Fisco Nel gennaio 2008 la Procura di Torino lo ha iscritto nel registro degli indagati per evasione fiscale. Sua replica: «Ho sempre chiesto ai miei consulenti fiscali di operare correttamente, e sono convinto che non ci saranno seguiti alle indagini». «Fabio Capello si è inguaiato così, con i 16 milioni di euro di incassi della sua lussemburghese Sport 3000, amministrata da Achille Severgnini, rampollo della famiglia che gestisce la Finsev, la società tornata all’attenzione delle cronache con la pubblicazione degli elenchi delle società offshore su questo giornale. Ha chiuso con una transazione da 5 milioni di euro» (Gianfrancesco Turano). «Le casse piene di profumo firmato “Fabio Capello” le hanno conservate per due lunghi anni. Poi, visto che nessuno le reclamava, i doganieri le hanno distrutte. Non se ne è salvata nemmeno una. Un peccato per i fan dell’allenatore, che non potranno saggiare l’aroma del parfum del loro idolo. Un peccato, in teoria, anche per la sua ex squadra, la Roma. Che quelle confezioni, insieme a sciarpe e altri articoli firmati da don Fabio, le aveva comprate a carissimo prezzo. Oltre due milioni di euro, pagati direttamente alla Sport 3000, una società creata dall’allenatore più elegante del mondo in Lussemburgo. L’accordo prevedeva altre forniture, ma i Sensi impugnarono il contratto appena Capello passò sulla panchina della Juventus: sarebbe stato difficile piazzare nella Capitale prodotti marchiati con il nome di chi, tra i tifosi della Magica, veniva considerato niente più che un traditore. L’eau de toilette che nessuno s’è mai potuto spalmare sulla mascella, però, ha fatto la fortuna del fisco: seguendone la fragranza, gli ispettori dell’Agenzia delle entrate sono infatti riusciti a disegnare i confini dell’impero finanziario di Capello» (Emiliano Fittipaldi).

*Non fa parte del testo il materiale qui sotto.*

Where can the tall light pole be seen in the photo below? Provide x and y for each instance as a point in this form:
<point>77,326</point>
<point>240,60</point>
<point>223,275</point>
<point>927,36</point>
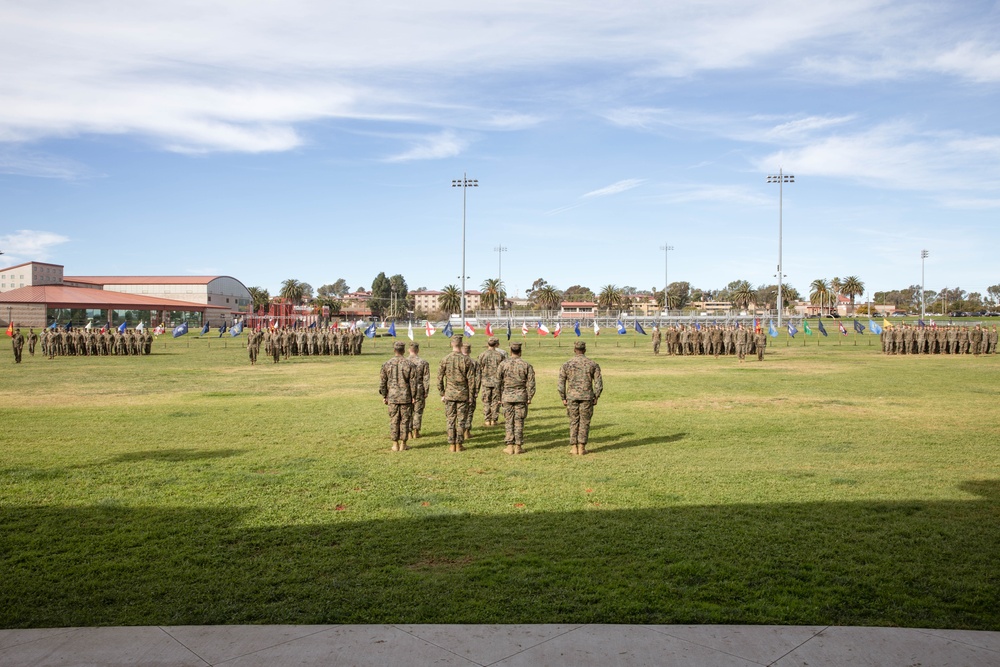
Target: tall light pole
<point>465,184</point>
<point>923,290</point>
<point>780,178</point>
<point>666,265</point>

Vizi Ama l’arte astratta («Il figurativo si fa da sempre e a me interessavano di più quelli che cercavano un altro modo, un altro linguaggio»), paragonò un derby Roma-Lazio a Broadway Boogie-Woogie di Mondrian, quando gli chiesero chi fosse meglio tra Van Basten e Ibrahimovic rispose «è come paragonare Picasso a Rothko» • È un intenditore di vini • Ama molto viaggiare, ma «non sono il tipo da villaggio turistico. Sarà banale, ma le Piramidi, viste 35 anni fa quando ancora il Cairo era lontano, mi hanno lasciato senza fiato» • È superstizioso. Silvano Ramaccioni: «L’anno in cui tornò dopo la stagione a Madrid, gli venne assegnata la tessera federale con un numero che odiava, il 22. Gliela cambiammo senza che lo venisse a sapere ma non servì: alla fine ci classificammo al decimo posto». Quando andò a Roma con la Juve, i tifosi gli fecero trovare la panchina tappezzata di numeri 2.